Corriere della Sera, 6 novembre 2022
Da "Cuore puro. Quattro amici. Quattro destini. Una sola passione" di Roberto Saviano (Giunti)
Gli altri non ebbero nulla da ridire. Il tizio che aveva buttato a terra Giuseppe gli si piazzò davanti per fare barriera. Dario fece un mezzo passo indietro, guardò Rino, più avanti, come se volesse calciare verso di lui, ma invece colpì il maranese in pieno petto. La palla rimbalzò, smorzata solo a metà, e prima che l’avversario capisse cosa stava accadendo Dario riprese il pallone e si lanciò in una corsa furiosa verso la porta della squadra rivale. Un difensore tentò di bloccarlo, ma lui gli fece passare il pallone fra le gambe e continuò a correre.
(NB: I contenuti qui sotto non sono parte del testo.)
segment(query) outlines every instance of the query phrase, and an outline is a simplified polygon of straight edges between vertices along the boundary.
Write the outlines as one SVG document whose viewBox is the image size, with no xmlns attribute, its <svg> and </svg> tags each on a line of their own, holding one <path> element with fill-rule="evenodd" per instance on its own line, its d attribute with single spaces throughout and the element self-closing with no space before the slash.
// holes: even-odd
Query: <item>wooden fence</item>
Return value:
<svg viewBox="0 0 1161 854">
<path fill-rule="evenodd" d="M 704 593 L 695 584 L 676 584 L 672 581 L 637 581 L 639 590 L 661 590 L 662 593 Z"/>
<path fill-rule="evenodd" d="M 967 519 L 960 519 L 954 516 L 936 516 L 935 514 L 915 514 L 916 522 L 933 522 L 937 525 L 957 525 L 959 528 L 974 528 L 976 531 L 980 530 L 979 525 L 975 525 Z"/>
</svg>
«Vai! Vai! Va’!» gridava Giovanni. Sul muretto intorno allo slargo stavano seduti tutti i ragazzi del quartiere, una mezza dozzina di adulti e, da solo, con le gambe larghe e le braccia incrociate davanti al petto, Tonino Porcello. Il risultato era di 2 a 1 per i maranesi, restavano pochi minuti per rimediare. Gli spettatori cominciarono anche loro a gridare: «Vai, Dario, vai!», travolti dalla leggiadria di quell’azione.
Ormai davanti a Dario erano rimasti soltanto un difensore e il portiere, uscito fuori dai pali. In quel momento, a pochi passi dalla porta, fu scosso da un impeto d’ispirazione. Avrebbe fatto esattamente ciò che aveva visto fare pochi giorni prima in Atalanta-Juventus all’attaccante brasiliano Evair. Il nerazzurro, un tenero mascalzone alto un metro e novanta che faceva coppia fissa con Caniggia, aveva dribblato tutta la difesa ed era andato direttamente in gol scatenando l’applauso furioso dei tifosi atalantini. Dario gli somigliava persino, a Evair.
Si fermò per un rapidissimo istante, giusto il tempo di registrare la posizione del difensore e del portiere, quindi riprese a correre con un cambio brusco di traiettoria. L’avversario tentò una scivolata sbucciandosi un ginocchio, ma fu inutile. Dario era già oltre. Fra lui e la porta, adesso, c’era solo il portiere e, nelle orecchie, il battito del cuore che galoppava, carico di tutta l’adrenalina della giovinezza, che non corrisponde a un’età anagrafica ma all’istante in cui il corpo supera i suoi limiti grazie alla libertà dello spirito. Mentre il suo piede correva in mezzo alla polvere incollato al pallone, Dario era il più forte perché il suo cuore era puro, spalancato all’estasi del gioco.
«Vai, Dario, vai!» gridavano dal muretto, tutti in piedi ad agitare le braccia, a dimenarsi come panni stesi all’aria in una sera di libeccio.
«Vai! Vai! Va’!» gridavano Rino, Giuseppe e Giovanni. Dario rallentò, lui e il portiere si scrutarono con odio. Era rimasto fra loro non più di un metro e mezzo. Non si accorse dell’auto della polizia che si avvicinava al caseggiato. Né della prima, né della seconda, che la seguiva a pochi metri. Non si accorse neanche delle grida: «’O pallone! ’O pallone!» che arrivavano dai suoi compagni di squadra e che si confondevano con quelle provenienti dagli spettatori. I quali, adesso, gridavano anche loro: «’O pallone! ’O pallone!».
Nel parapiglia generale, i ragazzini iniziarono a scappare e urlare, terrorizzati, perché Dario non si decideva a lanciare il pallone innescando il consueto meccanismo d’allarme.
«Dario, ’o pallone!» gli gridavano gli amici «votta stu pallone!». Ma lui, nulla.
Presero allora a correre verso i portici, poi verso le palazzine, urlando «’O pallone! ’O pallone!», provando a rimediare alla défaillance dell’amico che adesso stava imbambolato davanti alla porta, da solo, senza neanche più il portiere avversario. Ma non servì a nulla. Un rituale imperfetto è un rituale vano, e tale fu quello a cui Tonino Porcello assistette impotente, mentre Dario, ormai solo davanti alla porta, svogliatamente calciava il Super Santos facendogli appena superare i pali e sussurrando fra i denti, con lo sguardo basso, una parola che nessuno udì: «Gol».